Clayton Williams Energy Inc. has agreed to sell “substantially all” of its assets in the Giddings Area in East Central Texas for $400 million to an undisclosed buyer as it continues a “transformation” embarked upon earlier this year. The deal will make the company a Permian Basin pure-play.
Closing is expected in December, subject to conditions and adjustments, and proceeds are to be used to fund development in the Delaware Basin as well as repay a portion of outstanding debt. The sale will strengthen the balance sheet and transition Midland, TX-based Clayton Williams into a pure-play Permian Basin company, it said. The company has about 70,000 net acres in the southern Delaware.

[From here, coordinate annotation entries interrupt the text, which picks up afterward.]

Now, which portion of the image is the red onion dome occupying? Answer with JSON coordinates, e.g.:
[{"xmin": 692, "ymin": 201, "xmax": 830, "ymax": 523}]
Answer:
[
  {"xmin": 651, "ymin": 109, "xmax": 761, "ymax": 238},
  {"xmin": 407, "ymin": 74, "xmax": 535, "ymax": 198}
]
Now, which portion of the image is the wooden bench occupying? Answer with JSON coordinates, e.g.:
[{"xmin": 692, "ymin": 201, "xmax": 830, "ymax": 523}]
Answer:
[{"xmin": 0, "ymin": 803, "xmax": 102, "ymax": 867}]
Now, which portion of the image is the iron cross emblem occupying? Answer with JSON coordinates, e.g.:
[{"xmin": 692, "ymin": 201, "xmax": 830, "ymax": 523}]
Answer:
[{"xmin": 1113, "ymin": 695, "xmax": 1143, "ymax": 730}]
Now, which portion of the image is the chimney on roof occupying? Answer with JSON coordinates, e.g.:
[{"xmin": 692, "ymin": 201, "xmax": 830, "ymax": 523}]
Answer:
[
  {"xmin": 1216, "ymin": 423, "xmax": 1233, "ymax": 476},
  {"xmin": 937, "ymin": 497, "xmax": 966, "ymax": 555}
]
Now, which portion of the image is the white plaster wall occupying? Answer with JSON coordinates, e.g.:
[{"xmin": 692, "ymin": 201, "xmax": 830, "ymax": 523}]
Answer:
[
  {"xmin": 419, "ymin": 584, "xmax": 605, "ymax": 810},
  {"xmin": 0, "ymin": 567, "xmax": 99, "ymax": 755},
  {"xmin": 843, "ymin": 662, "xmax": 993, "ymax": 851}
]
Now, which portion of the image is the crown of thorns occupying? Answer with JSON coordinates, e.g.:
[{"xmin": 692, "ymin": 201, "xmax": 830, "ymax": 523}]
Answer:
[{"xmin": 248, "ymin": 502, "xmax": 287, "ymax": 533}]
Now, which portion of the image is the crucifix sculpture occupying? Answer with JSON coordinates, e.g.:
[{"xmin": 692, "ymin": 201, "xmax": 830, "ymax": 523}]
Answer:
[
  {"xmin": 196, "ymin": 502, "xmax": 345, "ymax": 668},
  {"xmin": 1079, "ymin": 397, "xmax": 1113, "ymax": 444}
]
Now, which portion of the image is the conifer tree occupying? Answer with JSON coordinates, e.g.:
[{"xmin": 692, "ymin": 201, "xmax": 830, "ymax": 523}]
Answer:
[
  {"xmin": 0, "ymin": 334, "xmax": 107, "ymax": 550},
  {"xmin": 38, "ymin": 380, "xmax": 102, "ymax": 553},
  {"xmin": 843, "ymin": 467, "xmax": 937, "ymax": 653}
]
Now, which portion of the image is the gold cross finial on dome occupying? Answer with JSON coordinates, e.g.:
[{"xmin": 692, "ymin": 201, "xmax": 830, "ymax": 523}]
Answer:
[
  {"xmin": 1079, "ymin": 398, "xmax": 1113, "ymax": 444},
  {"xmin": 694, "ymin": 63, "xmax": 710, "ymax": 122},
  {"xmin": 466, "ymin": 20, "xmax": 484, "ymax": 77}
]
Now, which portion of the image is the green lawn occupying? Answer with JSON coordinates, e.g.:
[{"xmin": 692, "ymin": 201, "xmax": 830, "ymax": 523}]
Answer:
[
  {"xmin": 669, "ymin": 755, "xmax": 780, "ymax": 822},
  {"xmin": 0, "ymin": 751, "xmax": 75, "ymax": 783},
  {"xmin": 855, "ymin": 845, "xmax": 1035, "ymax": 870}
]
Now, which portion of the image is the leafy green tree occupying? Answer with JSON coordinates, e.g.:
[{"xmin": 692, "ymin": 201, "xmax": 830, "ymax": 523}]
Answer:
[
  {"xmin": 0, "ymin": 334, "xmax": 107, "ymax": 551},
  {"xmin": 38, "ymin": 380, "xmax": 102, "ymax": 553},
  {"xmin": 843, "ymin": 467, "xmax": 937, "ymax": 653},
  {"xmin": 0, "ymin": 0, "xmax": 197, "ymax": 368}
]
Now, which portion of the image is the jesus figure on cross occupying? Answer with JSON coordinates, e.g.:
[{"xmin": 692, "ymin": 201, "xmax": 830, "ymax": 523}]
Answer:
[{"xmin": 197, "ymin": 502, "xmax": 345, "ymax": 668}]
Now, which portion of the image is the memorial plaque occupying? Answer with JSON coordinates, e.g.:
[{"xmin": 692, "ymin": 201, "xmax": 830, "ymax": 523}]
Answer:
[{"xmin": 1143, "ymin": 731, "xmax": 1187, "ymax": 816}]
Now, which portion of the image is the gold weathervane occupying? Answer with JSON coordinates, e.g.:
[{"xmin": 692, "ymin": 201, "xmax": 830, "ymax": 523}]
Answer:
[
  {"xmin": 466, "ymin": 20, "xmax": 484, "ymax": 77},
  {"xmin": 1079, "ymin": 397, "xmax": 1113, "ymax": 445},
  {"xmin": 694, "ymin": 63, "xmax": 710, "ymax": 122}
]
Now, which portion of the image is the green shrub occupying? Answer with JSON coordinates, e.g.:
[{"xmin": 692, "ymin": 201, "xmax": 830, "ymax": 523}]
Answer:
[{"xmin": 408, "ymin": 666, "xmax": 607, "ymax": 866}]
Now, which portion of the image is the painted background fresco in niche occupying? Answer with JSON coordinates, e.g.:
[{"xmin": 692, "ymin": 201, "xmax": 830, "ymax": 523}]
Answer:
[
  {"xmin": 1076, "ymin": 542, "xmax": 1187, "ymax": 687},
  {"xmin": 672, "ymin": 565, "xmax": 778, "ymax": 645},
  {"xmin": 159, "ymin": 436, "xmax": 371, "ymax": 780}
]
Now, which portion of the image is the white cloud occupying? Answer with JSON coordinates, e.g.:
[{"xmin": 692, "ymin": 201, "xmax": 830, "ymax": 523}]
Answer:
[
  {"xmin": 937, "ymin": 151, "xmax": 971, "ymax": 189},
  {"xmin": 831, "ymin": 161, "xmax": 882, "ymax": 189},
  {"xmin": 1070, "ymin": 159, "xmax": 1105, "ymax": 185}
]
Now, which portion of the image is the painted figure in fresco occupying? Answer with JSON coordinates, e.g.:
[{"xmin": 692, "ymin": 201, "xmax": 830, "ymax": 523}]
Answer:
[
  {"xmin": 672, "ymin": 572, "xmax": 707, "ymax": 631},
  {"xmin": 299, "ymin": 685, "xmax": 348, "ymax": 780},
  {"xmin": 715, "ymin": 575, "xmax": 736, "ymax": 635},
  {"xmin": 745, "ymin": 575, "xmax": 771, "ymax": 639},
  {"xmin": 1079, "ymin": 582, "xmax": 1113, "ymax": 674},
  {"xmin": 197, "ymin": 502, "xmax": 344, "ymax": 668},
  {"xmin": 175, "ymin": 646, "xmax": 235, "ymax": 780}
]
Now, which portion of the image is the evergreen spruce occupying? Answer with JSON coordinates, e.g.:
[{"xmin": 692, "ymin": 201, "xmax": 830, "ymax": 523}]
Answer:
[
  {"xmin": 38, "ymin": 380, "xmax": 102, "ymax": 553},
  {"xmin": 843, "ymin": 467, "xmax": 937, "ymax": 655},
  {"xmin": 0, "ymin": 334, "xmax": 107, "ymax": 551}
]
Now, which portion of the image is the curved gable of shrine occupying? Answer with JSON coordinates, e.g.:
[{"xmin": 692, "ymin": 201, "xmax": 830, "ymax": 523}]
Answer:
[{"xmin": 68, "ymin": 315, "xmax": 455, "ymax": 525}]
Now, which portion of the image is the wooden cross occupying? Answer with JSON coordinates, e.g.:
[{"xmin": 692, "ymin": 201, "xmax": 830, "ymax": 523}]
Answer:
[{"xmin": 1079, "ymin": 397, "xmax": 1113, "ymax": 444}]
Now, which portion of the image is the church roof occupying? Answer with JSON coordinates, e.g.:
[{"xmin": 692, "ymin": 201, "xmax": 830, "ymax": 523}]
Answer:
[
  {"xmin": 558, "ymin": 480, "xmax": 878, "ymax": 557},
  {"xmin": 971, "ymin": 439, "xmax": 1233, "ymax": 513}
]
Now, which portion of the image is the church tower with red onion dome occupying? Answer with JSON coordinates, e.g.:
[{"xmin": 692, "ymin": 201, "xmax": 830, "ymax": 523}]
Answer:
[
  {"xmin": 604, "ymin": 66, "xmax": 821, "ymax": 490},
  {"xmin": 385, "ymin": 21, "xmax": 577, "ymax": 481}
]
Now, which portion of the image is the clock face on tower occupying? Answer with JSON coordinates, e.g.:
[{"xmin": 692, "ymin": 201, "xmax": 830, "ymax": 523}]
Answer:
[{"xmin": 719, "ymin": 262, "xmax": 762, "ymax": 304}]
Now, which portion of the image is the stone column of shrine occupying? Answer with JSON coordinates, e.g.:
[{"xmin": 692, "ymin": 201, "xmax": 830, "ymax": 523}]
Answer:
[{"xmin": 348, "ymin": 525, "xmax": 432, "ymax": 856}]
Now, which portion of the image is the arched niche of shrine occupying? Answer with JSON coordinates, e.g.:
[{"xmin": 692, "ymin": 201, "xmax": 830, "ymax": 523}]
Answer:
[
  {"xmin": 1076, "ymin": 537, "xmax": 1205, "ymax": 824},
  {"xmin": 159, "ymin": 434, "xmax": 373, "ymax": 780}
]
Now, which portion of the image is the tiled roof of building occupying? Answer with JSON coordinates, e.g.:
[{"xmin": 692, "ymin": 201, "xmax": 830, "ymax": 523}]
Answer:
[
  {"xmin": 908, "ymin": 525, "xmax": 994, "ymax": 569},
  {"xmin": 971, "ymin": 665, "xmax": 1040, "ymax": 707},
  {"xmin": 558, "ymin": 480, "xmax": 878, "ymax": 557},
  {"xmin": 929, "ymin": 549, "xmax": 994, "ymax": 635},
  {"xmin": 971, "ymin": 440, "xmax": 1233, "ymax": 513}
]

Wunderlich Securities Inc. analysts wrote Tuesday that they are glad to see Clayton Williams selling up in its Legacy Giddings Field to focus on the Permian, “…especially in light of how much costs have come down in the Delaware Basin and drilling in the area has largely derisked [the company’s] acreage. Notionally, this sale is very accretive to our NAV [net asset value] estimate as we did not assign much value to the Giddings acreage.”
Properties being sold produced an average of about 3,900 boe/d (80% oil) for the quarter ended Sept. 30 and accounted for about 9.7 million boe of proved reserves.
Clayton Williams has struggled amid the oil patch meltdown. The company bought time earlier this year with a debt refinancing (see Shale Daily, March 11). A review of strategic options had already begun the preceding fall (see Shale Daily, Oct. 15, 2015).
The company also said that effective at the end of October, Patrick G. Cooke will join the company as senior vice president and COO. For the past four years, Cooke has served in various management capacities with Noble Energy, his most recent position being Texas business unit manager where he had direct management responsibilities over Noble’s Delaware Basin assets.